Content
The data collection followed a simple recording protocol that was replicated for all sessions. For each session there was a corresponding script describing the whole content to be recorded, as follows:
Text reading:
- a pre-defined text (extracted from the database's consent form);
- four phonetically rich sentences (randomly selected among 562 options);
- passphrase: three repetitions a single sentence (the same sentence for all participants in all sessions).
Spontaneous speech:
- answers for generic questions (all participants answered all 15 questions selected form a fixed set, distributed along the 5 sessions in random order);
- a fake name;
- a fake address;
- a fake birthday date;
- a fake ID number;
- a fake phone number;
- two command words (all participants spoke 10 words along the 5 sessions in random order).

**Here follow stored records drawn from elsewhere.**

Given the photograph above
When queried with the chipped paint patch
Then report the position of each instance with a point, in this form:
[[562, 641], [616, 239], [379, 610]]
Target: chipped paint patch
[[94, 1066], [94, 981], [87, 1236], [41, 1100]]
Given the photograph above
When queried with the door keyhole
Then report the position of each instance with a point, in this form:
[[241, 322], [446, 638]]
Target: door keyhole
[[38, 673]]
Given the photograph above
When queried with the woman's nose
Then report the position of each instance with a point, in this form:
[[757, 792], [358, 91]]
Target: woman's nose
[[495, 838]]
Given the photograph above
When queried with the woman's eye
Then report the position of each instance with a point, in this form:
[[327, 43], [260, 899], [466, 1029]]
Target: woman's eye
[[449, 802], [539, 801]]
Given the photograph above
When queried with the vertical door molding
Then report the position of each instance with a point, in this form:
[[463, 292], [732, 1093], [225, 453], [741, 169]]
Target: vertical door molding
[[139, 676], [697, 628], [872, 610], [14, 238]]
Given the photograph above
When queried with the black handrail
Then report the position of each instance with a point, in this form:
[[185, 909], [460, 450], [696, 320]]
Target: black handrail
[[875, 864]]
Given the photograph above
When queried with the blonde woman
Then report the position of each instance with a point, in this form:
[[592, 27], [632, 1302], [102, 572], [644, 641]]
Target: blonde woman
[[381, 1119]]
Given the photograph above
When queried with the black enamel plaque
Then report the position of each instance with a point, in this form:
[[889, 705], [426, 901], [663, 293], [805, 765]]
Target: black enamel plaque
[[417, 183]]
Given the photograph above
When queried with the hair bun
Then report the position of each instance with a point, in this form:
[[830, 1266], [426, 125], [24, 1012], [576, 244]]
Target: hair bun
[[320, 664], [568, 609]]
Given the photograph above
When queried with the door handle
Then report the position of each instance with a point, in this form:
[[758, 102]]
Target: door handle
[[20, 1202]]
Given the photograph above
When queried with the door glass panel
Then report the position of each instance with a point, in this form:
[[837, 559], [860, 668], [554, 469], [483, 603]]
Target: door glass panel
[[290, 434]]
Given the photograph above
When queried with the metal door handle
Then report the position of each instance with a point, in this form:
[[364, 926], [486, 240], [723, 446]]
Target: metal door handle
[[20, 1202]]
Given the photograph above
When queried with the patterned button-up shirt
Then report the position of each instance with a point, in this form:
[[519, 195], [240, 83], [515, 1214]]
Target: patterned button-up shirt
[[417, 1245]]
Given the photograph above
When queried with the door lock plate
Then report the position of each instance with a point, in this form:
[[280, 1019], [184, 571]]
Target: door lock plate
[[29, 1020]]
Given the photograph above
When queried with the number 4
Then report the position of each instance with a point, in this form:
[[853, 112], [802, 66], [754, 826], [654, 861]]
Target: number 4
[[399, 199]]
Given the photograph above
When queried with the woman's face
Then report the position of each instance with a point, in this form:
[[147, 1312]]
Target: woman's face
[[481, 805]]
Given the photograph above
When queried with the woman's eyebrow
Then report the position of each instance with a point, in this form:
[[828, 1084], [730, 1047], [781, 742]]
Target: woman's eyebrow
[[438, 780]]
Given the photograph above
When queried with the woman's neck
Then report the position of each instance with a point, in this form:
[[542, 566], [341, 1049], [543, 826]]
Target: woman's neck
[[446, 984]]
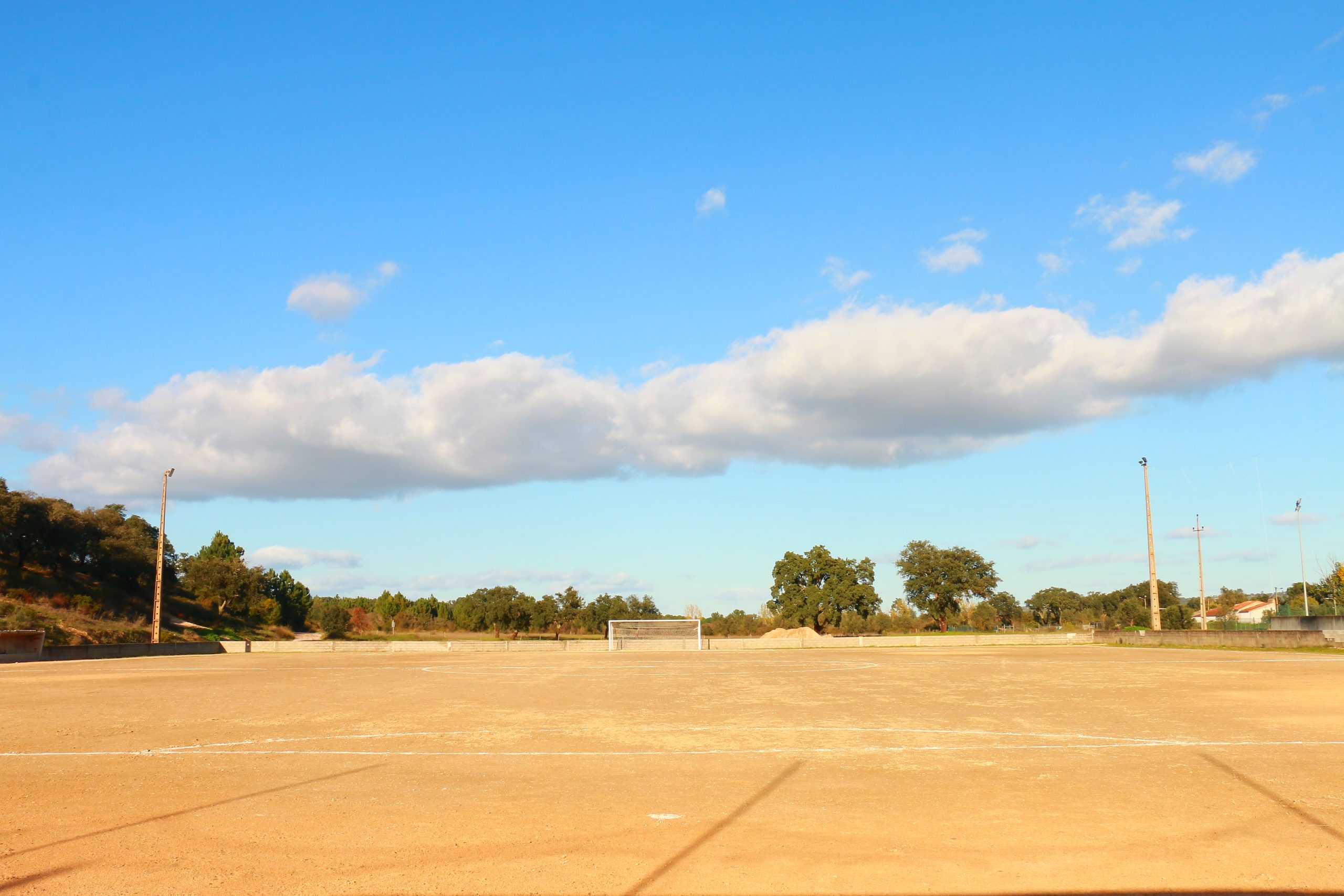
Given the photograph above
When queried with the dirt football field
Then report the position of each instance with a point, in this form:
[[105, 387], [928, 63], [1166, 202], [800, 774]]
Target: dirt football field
[[992, 770]]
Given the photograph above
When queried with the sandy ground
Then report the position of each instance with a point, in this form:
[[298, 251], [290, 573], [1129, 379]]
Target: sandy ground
[[1012, 770]]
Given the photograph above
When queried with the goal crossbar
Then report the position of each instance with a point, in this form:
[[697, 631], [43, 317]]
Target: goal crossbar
[[618, 632]]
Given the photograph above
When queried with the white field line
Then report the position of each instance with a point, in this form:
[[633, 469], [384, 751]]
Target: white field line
[[822, 666], [1112, 742], [674, 753]]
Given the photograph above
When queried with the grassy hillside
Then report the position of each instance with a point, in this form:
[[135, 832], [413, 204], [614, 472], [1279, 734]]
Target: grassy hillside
[[88, 577]]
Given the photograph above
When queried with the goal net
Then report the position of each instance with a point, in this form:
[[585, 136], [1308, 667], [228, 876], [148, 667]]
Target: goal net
[[666, 635]]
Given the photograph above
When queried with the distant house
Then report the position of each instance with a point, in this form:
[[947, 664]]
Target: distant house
[[1244, 612]]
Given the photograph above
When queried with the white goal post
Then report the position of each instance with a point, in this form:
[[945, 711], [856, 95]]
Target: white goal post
[[620, 633]]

Numbers, digits, time values and alphanumeric strings:
- a monetary amount between 10 and 10 000, randomly generated;
- a number between 10 and 1000, randomly generated;
- a number between 1000 and 10 million, randomly generated;
- three repetitions of a random digit sequence (first one read in a slow pace and others naturally read);
- a fake credit card number;
- an alphanumeric string composed of 6 characters, randomly generated;
- a time value, selected among a predefined set with 181 samples, equally distributed among participants.
It is important to note that all content was recorded in Brazilian Portuguese language.
BioCPqD Phase I database provides unbiased biometric verification protocols, one for male and one for female participants, based on the MOBIO database protocols. These protocols partition the database in three different groups:
- a Training set: used to train the parameters of algorithm to be tested, e.g., to create the projection matrix, Universal Background Models, etc.;
- a Development set: used to evaluate hyper-parameters of the tested algorithms;
- a Test set: used to evaluate the generalization performance of the tested algorithms with previously unseen data.
Both development and test sets are further split into an enrollment subset (used to enroll participants' models), and a probe set (whose files will be tested against all participants' models).